— Вам, пожалуй, придется скоро уехать отсюда! — сказал он. — Вы поедете домой…
Фике заплакала:
— Почему?
— Узнаете скоро! — ответил Лесток и ушел.
— О, — шепотом сказал великий князь. — Пожалуй, я знаю, в чем дело. Но это не касается вас, кузина! Виновата ваша матушка, а не вы…

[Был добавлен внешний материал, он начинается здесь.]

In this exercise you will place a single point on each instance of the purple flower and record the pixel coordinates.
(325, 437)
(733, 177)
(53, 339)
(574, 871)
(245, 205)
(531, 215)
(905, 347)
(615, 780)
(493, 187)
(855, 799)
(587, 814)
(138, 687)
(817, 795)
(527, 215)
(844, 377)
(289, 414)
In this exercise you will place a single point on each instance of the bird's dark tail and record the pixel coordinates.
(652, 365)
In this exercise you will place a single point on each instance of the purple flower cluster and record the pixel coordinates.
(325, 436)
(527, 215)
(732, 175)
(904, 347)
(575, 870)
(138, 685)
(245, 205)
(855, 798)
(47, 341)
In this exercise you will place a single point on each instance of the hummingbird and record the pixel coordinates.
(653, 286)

А за дверью императрица быстро ходила из угла в угол, ломая руки. Ее полное выразительное лицо было в красных пятнах, глаза горели. На круглом столе лежали ворохом бумаги, шевелились, когда государыня быстро проходила мимо них. Иоганна-Елизавета стояла у окна, опустив голову, и только движения ее рук показывали, что она хочет что-то сказать, как-то ворваться в речь царицы. Но не смеет.
— Ваша светлость! — разгневанно говорила Елизавета. — Что все это значит? Я отогрела на груди моей змею… Не сестру, как я называла вас в моем ослеплении, а змею. Именно змею!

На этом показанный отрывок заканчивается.